$p$-Adic quotient sets: linear recurrence sequences with reducible characteristic polynomials

TL;DR

This paper investigates the density of quotient sets of linear recurrence sequences in p-adic numbers, focusing on sequences with reducible characteristic polynomials, extending previous results on irreducible cases.

Contribution

It classifies primes for which the quotient set of certain linear recurrence sequences with reducible characteristic polynomials is dense in algebraic number fields.

Findings

Identifies conditions under which the quotient set is dense in algebraic fields.

Extends previous work from irreducible to reducible characteristic polynomials.

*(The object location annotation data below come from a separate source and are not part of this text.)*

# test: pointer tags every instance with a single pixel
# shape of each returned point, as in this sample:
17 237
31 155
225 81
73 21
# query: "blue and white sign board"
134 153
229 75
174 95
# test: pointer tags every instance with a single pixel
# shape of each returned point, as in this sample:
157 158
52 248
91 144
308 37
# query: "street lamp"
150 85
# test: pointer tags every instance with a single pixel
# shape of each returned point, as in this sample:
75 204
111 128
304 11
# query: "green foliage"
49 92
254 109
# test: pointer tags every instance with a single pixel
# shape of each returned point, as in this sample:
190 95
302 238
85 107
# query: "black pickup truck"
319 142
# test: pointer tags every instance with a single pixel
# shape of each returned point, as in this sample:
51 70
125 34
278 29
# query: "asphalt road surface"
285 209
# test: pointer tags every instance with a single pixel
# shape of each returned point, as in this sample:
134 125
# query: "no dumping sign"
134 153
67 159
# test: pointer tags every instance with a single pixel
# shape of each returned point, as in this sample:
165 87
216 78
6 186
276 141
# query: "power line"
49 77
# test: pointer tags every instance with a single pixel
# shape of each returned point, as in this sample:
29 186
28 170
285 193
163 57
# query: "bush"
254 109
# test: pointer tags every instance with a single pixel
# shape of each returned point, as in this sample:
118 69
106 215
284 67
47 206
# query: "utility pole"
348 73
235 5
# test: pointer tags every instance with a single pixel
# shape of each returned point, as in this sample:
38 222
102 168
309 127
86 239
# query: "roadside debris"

Provides a classification of primes related to the density of quotient sets.

Abstract

Let $(x_n)_{n\geq0}$ be a linear recurrence sequence of order $k\geq2$ satisfying $$x_n=a_1x_{n-1}+a_2x_{n-2}+\dots+a_kx_{n-k}$$ for all integers $n\geq k$, where $a_1,\dots,a_k,x_0,\dots, x_{k-1}\in \mathbb{Z},$ with $a_k\neq0$. In 2017, Sanna posed an open question to classify primes $p$ for which the quotient set of $(x_n)_{n\geq0}$ is dense in $\mathbb{Q}_p$. In a recent paper, we showed that if the characteristic polynomial of the recurrence sequence has a root $\pm \alpha$, where $\alpha$ is a Pisot number and if $p$ is a prime such that the characteristic polynomial of the recurrence sequence is irreducible in $\mathbb{Q}_p$, then the quotient set of $(x_n)_{n\geq 0}$ is dense in $\mathbb{Q}_p$. In this article, we answer the problem for certain linear recurrence sequences whose characteristic polynomials are reducible over $\mathbb{Q}$.